Wood Gears Early gears were made of wood with cylindrical pegs and were often lubricated with animal fat grease. Gears were used in wind and water wheel machinery for decreasing or increasing the provided rotational speed for application to pumps and other powered machines. With the onset of textile industry, the wooden gears were widely used to increase the rotational speed of water to a usable level.

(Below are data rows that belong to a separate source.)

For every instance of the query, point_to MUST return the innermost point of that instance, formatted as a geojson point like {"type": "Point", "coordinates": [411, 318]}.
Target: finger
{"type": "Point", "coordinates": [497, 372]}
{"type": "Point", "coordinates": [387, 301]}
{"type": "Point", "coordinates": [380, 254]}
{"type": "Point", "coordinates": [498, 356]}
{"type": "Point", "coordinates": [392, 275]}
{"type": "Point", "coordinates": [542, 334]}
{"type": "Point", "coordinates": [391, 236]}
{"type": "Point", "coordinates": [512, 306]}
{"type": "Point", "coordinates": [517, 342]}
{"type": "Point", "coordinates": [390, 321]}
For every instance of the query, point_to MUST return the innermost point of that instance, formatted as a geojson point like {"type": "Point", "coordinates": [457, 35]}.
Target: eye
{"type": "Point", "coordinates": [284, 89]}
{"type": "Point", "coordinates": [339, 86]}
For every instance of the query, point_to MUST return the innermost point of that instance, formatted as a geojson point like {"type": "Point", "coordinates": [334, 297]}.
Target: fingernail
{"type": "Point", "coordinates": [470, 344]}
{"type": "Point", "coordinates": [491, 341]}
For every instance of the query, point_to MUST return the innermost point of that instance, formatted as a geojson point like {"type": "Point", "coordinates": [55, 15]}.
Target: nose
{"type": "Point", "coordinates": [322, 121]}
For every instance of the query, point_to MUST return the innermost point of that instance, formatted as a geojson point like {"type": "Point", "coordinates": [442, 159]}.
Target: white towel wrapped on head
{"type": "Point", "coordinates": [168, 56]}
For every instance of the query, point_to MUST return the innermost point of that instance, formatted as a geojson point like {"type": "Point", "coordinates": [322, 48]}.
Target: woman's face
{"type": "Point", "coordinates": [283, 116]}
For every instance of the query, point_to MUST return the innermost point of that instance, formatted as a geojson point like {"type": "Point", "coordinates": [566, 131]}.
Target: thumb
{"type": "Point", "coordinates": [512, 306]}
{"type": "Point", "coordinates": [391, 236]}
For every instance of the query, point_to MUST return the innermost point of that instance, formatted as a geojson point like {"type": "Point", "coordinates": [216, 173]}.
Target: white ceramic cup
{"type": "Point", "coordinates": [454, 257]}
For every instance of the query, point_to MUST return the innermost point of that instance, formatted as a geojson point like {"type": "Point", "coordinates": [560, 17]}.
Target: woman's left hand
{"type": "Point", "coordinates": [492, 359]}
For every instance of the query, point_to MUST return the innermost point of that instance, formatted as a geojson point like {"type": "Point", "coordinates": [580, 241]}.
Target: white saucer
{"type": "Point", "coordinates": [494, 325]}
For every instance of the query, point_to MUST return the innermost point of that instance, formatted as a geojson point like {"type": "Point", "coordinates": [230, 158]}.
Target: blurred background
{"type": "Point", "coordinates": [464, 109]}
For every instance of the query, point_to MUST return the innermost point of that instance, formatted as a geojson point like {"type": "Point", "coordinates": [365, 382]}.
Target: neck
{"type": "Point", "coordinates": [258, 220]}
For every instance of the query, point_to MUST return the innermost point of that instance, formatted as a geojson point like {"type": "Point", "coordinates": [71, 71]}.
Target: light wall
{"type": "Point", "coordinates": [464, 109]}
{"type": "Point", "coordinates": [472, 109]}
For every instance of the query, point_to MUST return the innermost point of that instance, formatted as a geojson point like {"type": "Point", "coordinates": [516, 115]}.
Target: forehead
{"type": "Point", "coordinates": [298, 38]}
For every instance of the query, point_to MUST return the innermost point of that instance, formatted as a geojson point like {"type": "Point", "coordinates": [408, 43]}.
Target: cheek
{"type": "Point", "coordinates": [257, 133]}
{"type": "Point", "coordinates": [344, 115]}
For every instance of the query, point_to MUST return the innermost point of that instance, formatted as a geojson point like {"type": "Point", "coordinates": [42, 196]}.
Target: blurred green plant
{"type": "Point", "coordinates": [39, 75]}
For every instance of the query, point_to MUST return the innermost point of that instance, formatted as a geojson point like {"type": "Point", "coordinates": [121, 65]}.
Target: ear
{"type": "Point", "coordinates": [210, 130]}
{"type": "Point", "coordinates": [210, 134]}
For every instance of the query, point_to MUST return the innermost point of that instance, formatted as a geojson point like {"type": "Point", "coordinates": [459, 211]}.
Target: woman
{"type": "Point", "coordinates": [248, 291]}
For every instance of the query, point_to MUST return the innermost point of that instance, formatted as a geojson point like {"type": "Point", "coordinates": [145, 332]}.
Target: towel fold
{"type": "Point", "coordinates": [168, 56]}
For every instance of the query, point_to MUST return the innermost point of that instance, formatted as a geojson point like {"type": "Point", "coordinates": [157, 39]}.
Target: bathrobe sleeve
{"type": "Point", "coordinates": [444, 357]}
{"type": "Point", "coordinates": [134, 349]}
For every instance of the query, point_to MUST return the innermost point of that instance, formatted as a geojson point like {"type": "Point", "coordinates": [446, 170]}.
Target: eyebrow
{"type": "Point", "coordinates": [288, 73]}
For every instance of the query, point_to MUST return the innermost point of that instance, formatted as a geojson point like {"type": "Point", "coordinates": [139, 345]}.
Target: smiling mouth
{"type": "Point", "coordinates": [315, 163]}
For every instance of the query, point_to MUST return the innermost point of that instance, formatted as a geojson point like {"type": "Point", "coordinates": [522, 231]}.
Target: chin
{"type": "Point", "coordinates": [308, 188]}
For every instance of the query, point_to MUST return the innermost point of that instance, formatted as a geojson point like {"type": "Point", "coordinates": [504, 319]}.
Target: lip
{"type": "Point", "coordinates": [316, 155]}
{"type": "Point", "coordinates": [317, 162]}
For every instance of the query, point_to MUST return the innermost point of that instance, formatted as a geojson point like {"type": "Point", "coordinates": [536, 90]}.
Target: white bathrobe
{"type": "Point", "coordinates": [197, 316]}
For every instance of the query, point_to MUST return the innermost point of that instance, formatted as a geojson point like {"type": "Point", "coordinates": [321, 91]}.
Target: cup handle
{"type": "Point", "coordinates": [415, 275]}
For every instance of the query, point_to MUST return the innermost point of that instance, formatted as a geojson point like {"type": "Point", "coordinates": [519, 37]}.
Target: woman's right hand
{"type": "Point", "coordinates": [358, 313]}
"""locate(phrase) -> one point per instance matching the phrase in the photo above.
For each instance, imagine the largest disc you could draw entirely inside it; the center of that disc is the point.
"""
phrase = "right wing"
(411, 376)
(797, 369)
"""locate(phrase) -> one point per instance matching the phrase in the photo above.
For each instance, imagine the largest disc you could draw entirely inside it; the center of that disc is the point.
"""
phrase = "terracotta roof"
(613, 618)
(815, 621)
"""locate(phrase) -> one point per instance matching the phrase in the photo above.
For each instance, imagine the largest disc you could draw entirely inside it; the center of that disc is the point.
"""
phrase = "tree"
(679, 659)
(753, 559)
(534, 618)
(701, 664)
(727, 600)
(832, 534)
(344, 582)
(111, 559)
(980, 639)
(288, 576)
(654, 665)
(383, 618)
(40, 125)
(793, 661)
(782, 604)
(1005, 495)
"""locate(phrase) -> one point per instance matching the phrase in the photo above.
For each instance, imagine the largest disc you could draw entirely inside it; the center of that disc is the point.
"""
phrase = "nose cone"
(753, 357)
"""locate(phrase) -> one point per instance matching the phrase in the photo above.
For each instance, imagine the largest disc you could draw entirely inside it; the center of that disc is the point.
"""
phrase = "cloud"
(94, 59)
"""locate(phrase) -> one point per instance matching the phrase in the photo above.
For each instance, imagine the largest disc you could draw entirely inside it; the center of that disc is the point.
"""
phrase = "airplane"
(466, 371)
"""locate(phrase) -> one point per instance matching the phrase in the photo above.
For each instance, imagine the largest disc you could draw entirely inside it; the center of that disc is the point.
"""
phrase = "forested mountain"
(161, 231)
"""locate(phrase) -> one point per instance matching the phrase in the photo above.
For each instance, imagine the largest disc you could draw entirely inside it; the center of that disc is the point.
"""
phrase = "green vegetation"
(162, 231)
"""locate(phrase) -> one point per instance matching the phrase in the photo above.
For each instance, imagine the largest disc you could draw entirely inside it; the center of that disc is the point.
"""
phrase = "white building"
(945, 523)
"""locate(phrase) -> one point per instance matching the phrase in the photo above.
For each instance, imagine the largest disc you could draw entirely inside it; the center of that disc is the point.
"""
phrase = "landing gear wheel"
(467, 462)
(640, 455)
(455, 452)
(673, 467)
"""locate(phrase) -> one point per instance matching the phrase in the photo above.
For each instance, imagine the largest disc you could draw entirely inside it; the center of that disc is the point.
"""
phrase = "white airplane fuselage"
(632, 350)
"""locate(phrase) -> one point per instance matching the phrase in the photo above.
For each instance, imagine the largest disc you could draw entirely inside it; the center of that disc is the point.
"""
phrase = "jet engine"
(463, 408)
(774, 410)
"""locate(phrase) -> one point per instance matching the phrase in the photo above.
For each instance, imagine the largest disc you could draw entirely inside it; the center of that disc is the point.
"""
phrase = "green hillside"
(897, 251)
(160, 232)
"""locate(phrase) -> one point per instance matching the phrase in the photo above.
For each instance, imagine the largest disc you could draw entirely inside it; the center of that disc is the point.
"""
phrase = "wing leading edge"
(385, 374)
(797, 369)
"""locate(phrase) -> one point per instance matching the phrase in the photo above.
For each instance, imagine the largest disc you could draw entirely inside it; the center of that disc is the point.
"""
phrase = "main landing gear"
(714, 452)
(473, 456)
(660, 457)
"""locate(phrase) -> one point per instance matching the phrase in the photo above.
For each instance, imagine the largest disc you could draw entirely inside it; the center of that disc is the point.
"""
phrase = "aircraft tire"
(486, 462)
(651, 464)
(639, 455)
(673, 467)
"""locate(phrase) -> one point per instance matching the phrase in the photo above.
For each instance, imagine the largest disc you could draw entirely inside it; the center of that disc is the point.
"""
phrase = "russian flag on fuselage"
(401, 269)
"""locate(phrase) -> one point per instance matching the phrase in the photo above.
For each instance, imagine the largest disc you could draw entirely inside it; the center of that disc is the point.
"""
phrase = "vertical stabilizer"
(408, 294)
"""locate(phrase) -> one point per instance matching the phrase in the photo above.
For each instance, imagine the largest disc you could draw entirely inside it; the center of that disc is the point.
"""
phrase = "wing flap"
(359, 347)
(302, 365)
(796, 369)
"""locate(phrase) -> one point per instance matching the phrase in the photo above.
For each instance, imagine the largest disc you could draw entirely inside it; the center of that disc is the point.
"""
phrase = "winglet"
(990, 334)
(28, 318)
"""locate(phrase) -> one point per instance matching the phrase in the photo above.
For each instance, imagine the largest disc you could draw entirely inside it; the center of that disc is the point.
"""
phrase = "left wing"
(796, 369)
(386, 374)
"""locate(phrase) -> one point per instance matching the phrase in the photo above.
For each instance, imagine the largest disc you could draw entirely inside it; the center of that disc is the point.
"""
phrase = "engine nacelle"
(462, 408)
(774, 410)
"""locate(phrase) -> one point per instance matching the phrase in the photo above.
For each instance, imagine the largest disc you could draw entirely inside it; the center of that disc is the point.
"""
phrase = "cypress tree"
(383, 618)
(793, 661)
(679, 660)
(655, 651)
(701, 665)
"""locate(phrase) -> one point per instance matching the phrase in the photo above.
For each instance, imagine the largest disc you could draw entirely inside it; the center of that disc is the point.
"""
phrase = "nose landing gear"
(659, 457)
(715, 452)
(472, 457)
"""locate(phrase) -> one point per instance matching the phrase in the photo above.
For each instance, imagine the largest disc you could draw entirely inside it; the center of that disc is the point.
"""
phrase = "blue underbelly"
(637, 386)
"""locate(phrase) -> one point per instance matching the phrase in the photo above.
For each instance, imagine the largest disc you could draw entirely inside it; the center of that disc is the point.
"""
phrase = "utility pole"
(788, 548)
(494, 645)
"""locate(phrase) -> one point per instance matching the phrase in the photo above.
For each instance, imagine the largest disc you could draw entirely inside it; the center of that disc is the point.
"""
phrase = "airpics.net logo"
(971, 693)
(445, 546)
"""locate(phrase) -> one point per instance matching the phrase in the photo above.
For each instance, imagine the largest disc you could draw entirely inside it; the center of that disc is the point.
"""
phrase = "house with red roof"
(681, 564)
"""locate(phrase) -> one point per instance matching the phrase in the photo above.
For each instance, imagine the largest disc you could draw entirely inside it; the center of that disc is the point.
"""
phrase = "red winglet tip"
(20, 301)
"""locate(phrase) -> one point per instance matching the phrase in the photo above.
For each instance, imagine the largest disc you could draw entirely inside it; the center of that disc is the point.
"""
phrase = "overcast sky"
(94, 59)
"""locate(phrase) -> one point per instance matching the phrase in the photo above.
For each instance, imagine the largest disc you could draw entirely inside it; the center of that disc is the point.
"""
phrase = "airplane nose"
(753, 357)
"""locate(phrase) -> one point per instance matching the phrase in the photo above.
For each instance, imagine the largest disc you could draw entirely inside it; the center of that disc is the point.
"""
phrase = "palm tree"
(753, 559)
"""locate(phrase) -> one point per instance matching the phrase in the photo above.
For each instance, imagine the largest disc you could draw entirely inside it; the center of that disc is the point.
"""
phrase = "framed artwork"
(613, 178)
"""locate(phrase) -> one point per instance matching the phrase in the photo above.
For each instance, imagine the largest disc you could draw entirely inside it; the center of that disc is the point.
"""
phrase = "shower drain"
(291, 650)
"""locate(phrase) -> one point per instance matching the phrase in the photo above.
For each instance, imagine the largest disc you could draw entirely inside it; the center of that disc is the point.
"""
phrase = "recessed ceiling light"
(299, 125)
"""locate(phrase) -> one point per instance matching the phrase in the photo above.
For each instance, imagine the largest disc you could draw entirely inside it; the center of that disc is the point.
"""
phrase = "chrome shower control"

The invention of mechanical clock gave a great stimulus to the development of mechanisms that used metal gears. Even after that the use of wooden gears for the transmission of wind and waterpower was continued.


Manufacturing
Wooden gears are made by making a blank out of wood, drilling the shaft hole and filling a keyway in the wood. Then using a gear train at slow speed long pieces of brass shim stock trimmed to the width of the gear is fed in between a pair of moving gears. This forms the brass with the proper gear tooth shape. The brass with the tooth pattern is wrapped around the wooden blank, overlapped one tooth and soldered together. The wood with brass wrapped around it is then laid down on wax paper and the space between the brass teeth and the wood is filled with epoxy or fiberglass resin to harden the gear. It is then dried and trimmed up of excess epoxy.


Properties
Gears made of wood are not so durable but they run smoothly and are easier to repair. The gears made of wood require cutting the wood to carve out the teeth. Inserting individual teeth into a plywood wheel can make good gears. Using mahogany or hard wood for the wood gears lend good hardness for resisting wear. The weakness of using wooden gears is low strength and low dimensional stability.

Wooden gears are widely used in textile mills and other industrial operations. They are also used in clocks, flour mills and coal mines.